Time trial kilometres

The main thing that stands out when you look at next year’s Tour de France route is the almost complete lack of time trialling. There’s a team time trial in the second week (controversial because some teams may well be short of riders by then) but in terms of individual time trialling, there’s very little. Stage one is a 14km time trial. And that’s it.

To put that in context, when Bradley Wiggins won the Tour in 2012, the race featured 96km of individual time trialling; when Froome won in 2013, there was 65km; and this year, for Nibali’s win, there was 54km. Between 2001 and 2007 contenders had to race against the clock for over 100km on five separate occasions.

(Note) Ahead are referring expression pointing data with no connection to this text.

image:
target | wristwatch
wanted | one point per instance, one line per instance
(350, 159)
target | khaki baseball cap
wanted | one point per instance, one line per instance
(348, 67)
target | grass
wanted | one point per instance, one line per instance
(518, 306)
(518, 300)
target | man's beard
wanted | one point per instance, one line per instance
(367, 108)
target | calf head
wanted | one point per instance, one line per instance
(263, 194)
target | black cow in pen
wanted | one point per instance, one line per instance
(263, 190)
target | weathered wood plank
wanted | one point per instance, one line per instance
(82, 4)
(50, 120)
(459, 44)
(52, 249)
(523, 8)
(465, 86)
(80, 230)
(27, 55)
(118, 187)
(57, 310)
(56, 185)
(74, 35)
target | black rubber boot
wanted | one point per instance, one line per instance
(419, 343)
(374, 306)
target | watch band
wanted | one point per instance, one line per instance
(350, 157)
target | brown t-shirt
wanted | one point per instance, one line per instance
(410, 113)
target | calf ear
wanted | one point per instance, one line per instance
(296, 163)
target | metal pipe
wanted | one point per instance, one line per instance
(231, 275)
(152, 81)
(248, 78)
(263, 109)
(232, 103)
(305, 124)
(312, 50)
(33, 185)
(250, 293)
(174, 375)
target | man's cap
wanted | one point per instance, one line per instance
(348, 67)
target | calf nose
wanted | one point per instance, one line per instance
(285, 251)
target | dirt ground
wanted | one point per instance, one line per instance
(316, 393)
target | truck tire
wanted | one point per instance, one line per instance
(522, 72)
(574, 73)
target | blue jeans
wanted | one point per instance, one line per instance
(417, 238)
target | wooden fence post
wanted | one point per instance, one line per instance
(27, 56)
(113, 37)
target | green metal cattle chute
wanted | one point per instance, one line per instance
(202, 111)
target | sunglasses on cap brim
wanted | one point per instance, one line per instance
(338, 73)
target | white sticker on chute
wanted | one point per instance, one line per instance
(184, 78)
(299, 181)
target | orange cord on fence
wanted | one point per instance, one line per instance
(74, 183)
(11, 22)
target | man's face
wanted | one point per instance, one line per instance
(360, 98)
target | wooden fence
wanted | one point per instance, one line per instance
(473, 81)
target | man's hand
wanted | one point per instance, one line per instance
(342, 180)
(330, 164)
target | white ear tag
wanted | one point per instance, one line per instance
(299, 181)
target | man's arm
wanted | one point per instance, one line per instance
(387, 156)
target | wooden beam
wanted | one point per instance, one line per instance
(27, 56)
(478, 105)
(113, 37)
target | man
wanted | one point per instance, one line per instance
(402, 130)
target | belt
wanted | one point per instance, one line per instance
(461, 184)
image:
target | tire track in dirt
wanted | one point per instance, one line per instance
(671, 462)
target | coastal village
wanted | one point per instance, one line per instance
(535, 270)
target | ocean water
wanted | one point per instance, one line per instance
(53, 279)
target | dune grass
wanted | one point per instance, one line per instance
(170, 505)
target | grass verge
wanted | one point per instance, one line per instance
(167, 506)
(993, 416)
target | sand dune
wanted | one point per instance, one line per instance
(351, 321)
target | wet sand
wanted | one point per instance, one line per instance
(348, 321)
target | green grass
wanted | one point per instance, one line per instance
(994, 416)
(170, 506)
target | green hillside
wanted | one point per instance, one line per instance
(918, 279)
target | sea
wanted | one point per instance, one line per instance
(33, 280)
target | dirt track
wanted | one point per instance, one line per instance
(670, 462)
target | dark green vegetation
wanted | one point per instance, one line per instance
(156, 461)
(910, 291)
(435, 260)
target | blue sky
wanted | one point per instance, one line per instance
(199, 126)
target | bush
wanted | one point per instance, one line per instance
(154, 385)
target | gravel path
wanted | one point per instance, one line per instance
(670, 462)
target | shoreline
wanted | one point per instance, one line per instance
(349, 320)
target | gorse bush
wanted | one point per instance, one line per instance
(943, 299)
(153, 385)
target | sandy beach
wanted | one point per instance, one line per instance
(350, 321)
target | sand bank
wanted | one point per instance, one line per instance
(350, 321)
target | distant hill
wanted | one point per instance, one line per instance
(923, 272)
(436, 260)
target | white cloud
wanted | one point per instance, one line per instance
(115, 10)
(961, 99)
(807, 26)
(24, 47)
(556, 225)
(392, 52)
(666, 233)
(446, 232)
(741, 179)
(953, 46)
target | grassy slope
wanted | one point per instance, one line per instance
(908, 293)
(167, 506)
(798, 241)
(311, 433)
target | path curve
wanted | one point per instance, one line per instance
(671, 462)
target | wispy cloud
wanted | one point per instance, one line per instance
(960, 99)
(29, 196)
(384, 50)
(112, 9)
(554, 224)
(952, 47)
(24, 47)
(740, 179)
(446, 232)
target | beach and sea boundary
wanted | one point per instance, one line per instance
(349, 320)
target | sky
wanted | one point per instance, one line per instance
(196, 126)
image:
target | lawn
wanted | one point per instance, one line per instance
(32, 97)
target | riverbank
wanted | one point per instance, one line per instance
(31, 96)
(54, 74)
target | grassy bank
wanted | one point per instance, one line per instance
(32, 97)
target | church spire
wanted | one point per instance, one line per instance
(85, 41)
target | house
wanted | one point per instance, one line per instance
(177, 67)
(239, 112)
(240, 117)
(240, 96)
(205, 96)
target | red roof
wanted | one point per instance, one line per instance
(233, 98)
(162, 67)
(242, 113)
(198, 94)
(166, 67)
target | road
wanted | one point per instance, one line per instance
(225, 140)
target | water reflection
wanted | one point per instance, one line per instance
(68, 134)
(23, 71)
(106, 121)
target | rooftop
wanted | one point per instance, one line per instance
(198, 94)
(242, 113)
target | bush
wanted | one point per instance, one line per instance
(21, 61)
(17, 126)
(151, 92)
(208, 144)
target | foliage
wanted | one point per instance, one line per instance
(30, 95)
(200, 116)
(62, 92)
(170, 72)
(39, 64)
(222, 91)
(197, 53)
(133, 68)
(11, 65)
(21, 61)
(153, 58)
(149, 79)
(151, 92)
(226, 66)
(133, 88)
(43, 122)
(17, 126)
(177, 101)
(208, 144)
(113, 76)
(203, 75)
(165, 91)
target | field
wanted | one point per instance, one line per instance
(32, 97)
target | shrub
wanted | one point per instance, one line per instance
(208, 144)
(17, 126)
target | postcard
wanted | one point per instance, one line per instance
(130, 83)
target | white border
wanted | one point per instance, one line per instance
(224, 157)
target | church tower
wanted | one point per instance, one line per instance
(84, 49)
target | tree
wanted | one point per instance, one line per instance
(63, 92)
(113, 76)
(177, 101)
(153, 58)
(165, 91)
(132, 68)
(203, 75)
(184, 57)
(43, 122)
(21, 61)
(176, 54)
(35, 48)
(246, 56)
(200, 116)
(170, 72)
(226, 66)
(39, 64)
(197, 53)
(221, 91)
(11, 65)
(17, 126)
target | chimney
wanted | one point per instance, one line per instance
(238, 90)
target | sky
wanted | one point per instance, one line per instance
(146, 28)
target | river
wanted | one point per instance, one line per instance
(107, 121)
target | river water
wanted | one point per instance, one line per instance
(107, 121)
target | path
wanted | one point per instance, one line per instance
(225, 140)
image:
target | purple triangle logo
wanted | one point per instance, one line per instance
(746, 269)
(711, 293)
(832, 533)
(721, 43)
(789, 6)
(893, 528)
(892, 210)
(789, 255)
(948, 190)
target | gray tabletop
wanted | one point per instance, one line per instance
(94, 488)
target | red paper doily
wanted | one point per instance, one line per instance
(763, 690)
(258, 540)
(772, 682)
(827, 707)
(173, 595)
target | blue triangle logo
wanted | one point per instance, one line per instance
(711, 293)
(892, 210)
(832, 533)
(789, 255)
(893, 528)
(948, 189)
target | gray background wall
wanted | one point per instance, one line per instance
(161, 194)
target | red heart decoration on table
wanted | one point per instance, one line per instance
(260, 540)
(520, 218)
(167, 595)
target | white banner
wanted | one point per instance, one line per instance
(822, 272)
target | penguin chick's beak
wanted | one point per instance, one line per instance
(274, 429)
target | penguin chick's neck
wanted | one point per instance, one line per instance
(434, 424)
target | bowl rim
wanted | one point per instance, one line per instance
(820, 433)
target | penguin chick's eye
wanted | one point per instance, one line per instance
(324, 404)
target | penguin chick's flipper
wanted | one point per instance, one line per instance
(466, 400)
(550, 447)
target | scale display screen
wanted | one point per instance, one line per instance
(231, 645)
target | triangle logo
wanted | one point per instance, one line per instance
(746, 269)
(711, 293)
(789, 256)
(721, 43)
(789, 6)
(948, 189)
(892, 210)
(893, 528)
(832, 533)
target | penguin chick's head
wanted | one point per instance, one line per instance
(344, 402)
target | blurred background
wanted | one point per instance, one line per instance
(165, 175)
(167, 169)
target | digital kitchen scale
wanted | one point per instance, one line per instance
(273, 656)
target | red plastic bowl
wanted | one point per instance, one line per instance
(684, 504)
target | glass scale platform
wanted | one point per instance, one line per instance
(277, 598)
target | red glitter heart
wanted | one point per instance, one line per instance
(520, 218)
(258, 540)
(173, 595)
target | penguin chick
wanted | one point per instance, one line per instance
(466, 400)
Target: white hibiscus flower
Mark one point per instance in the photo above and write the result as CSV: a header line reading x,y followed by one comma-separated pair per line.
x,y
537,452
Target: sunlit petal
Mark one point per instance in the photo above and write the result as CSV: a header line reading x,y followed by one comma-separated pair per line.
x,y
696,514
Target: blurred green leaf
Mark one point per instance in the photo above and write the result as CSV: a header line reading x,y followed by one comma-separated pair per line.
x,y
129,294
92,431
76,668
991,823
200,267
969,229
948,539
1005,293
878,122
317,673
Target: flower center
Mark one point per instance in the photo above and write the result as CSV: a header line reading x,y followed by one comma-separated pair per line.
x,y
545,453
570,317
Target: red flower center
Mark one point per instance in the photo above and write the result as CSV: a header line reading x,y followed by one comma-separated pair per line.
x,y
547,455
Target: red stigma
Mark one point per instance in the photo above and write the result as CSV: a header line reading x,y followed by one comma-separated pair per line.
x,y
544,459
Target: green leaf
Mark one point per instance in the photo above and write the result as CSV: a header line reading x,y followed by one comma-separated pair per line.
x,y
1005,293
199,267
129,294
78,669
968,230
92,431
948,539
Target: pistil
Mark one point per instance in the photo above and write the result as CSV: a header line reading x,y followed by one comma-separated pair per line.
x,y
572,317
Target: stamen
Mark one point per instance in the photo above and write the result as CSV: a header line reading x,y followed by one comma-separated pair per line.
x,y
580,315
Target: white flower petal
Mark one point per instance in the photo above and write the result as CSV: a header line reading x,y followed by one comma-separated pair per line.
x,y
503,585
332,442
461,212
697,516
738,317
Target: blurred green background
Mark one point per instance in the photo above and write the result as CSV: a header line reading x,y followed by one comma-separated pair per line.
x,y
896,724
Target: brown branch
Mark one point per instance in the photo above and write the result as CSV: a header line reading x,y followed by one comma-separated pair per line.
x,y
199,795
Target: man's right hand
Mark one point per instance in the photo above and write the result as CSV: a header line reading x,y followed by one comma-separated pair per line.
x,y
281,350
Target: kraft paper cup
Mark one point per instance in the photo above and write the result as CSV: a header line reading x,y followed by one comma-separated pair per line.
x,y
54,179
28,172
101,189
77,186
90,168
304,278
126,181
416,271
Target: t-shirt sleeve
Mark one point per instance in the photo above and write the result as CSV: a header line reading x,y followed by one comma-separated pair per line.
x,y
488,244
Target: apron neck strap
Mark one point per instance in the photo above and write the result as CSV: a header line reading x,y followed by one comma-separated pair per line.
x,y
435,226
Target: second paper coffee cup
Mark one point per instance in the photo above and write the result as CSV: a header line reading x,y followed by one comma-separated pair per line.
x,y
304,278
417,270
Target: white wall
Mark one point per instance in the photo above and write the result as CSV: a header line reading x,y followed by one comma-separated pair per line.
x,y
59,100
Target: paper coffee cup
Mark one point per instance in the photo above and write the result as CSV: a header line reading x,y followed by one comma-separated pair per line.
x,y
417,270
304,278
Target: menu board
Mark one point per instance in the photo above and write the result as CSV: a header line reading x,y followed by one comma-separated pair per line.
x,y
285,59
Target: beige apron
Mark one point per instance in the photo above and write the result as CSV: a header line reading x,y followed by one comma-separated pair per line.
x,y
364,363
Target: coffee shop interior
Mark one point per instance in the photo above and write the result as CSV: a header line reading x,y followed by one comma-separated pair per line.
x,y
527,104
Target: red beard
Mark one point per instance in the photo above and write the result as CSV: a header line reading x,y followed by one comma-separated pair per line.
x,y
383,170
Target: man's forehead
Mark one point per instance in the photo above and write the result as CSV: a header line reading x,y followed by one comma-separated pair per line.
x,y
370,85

This matters for Froome because he’s the best time triallist out of the Grand Tour contenders. He’s bigger and more powerful than Contador, Nibali, Quintana and the Frenchies. Time trials are an obvious place for him to gain time and he can’t gain a lot in 14km.

Steep climbs

Another striking aspect of next year’s race is that there are quite a lot of steep climbs and steep finishes in particular. We’re not quite in Vuelta territory or anything, but the route isn’t what people think of as being typically Tour-ish. There’s less emphasis on long, steady endurance climbing.

Froome’s quite a steady rider really – not dissimilar to Wiggins. He likes the slopes where he can get into a rhythm and wear people down. What he doesn’t like so much are changes of gradient or a billion hairpins in the space of three kilometres. The Lacets de Montvernier promise the latter on stage 18 while most climbing days deliver the former.

We’ll also see short, steep climbs peppered throughout the race. I always think these make for the best racing, but Froome will disagree. He may look like a lipless skeleton, but he’s still heavier than the dinky short-arse little climbers and so he doesn’t go quite as well as them on double-digit gradients. Equally, he doesn’t carry much muscle because that would be even more weight to lift, but that can leave him lacking in power for shorter efforts.

So who will like the route, if not Froome?

This year’s champion, Vincenzo Nibali will like it, although you get the impression that he more than anyone would adapt to anything. Snow, rain, cobbles – they’re nothing to Nibbles. And yes, there are cobbles again.

Alberto Contador will love it. No-one climbs like Contador for the whole of a three-week race and it’s hard to see how this Tour will be won anywhere but on the climbs.

Nairo Quintana will be a fan for the same reason, although he’s actually a bit of a steadier rider than many people think. He gets branded as being an out-and-out climber just because he’s Colombian, but actually he time trials well and doesn’t really flit around, changing pace all the time when going uphill. Even so, he’ll be one of the favourites.

The Frenchies will be over the moon. It doesn’t mean they’re suddenly hot favourites, but Thibaut Pinot and Romain Bardet are ordinary-to-poor in time trials and so this route pretty much takes their biggest weakness out of the equation. Jean-Christophe Péraud is decent against the clock, but he too will be fine with this.

Will Froome really not ride the Tour?

Personally, I think he’s talking hogwash about skipping the Tour. HOGWASH, YOU HEAR!

Team Sky often give the impression that they don’t give a toss about any race other than the Tour de France and whether that’s fair or not, they surely still want their best rider there. Whether the route suits him or not, Froome is their best rider.

Can Froome win? Of course he can – it’s just harder. The means of doing so is less obvious without him being able to spank everyone on a flat race against the clock. However, he can out-climb most of his rivals on most climbs, so he’ll just have to do it the hard way.

Giro-Vuelta double attempt = hogwash. You heard it here first.